Me gustaría abordar el fenómeno de la mundialización, en pleno auge. Ante este proceso ineluctable de globalización de la economía de mercado, resulta urgente reconsiderar el papel de Europa. Creo poder afirmar que solamente Europa -es decir, la UE- cuenta con los criterios y con la fuerza política que permiten intervenir para estructurar y canalizar este movimiento y dar una orientación social y ecologista a la mundialización.

Es evidente que hay que regular el mercado mundial, controlar las transacciones financieras a escala planetaria y abrir los mercados a los países en vía de desarrollo. Disponemos ahora de convenios internacionales para la protección del clima. Río, Kyoto y La Haya marcan las etapas de esta innovación a nivel mundial. Disponemos igualmente de convenios internacionales para la protección del trabajo, para asegurar la igualdad de sexos y proteger a los niños. Es indispensable integrar todos ellos en los acuerdos de la Organización Mundial del Comercio (OMC) para regular el mercado planetario. La UE, por tanto, debe defender sus objetivos sociales y ecológicos durante las negociaciones de la OMC, a falta de lo cual esta organización corre el riesgo de reducirse a un órgano al servicio de los grandes grupos económicos y financieros. El impacto de las manifestaciones (Seattle, por ejemplo) contra la OMC y el miedo a la mundialización y a sus injustas consecuencias están presentes y nos mantienen despiertos. Asegurar un comercio mundial social y ecológicamente equitativo es un imperativo que debe formar parte de los objetivos primordiales de Europa. En este contexto, también resulta indispensable implicar a las empresas que deseen respetar el porvenir en su dimensión ecológica y social. Estoy pensando, especialmente, en la nueva práctica emergente del comercio ético mantenido por algunas empresas cuyas inversiones no son indiferentes a los problemas ligados a la gestión de recursos, al ahorro de energía, a los programas orientados hacia la protección de los climas, etc.

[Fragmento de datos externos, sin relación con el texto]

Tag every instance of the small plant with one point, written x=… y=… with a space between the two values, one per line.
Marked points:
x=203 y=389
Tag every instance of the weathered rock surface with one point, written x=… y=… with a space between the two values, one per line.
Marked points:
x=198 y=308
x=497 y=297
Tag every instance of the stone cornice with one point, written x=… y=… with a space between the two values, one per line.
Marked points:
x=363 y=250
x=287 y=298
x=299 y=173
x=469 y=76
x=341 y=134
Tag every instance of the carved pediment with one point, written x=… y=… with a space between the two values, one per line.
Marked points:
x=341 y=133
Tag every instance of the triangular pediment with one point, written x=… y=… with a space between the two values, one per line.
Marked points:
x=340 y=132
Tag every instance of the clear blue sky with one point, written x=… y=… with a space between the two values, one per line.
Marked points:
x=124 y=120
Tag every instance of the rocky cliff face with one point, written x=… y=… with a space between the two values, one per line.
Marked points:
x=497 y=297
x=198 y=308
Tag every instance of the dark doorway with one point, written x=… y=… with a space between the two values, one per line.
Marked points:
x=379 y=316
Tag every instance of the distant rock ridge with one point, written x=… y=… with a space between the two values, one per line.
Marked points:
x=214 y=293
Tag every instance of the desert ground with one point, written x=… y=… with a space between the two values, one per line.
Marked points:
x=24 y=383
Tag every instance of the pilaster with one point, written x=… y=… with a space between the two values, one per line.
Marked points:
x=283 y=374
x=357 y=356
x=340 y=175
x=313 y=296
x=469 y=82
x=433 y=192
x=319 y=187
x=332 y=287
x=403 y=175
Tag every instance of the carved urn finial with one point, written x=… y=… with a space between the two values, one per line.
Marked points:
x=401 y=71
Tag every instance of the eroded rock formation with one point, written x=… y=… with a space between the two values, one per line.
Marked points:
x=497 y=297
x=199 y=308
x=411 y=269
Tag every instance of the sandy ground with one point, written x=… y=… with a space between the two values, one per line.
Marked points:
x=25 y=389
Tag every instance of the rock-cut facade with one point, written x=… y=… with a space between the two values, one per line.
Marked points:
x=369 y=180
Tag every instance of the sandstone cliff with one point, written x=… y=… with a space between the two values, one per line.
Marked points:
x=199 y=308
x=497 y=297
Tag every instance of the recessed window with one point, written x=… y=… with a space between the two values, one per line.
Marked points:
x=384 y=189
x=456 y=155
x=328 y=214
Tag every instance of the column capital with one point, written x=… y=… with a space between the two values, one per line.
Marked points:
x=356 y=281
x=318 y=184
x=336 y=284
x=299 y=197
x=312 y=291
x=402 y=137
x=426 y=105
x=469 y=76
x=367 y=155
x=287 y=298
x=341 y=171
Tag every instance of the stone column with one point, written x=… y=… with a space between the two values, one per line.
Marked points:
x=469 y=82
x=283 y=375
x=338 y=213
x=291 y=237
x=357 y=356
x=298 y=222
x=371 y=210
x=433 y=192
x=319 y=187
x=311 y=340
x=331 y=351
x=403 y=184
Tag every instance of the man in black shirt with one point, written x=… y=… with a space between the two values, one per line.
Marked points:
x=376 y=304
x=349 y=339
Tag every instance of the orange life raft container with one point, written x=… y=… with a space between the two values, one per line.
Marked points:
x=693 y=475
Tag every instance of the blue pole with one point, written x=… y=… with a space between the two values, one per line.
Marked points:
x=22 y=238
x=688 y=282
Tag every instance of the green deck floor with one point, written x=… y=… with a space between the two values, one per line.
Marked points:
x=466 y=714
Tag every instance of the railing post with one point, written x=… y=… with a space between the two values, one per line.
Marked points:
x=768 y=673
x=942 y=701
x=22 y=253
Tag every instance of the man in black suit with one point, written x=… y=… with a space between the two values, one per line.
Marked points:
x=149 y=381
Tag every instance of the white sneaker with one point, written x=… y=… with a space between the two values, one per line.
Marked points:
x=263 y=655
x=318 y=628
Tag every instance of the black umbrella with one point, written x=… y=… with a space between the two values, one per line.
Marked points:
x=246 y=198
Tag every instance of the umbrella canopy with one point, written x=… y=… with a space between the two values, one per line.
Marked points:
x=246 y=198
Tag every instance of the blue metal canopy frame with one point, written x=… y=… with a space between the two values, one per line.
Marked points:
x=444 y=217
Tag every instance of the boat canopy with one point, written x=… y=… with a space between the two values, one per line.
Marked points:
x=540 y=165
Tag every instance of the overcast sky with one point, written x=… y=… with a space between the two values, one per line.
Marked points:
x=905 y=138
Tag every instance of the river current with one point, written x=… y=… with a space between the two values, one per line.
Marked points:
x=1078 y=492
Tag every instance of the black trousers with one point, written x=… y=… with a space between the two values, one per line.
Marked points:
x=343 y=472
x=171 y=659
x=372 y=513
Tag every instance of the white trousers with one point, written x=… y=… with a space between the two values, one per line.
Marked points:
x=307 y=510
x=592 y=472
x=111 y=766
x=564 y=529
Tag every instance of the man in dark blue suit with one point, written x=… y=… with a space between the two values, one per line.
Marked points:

Desearía añadir otra cosa. ¿Quién ha dicho que debemos pagar en dólares nuestras facturas de energía, petróleo o gas natural? ¿Es que la UE sería, a pesar de su potencia económica, tan débil políticamente que no podría imponer el euro como medio de pago en sus transacciones? Dado que estamos obligados a dar apoyo financiero a Rusia, podríamos pagar en euros el gas y el petróleo que le compramos, y podríamos actuar también de modo semejante con Argelia e Irán en el marco de los contratos de cooperación y de los acuerdos de asociación.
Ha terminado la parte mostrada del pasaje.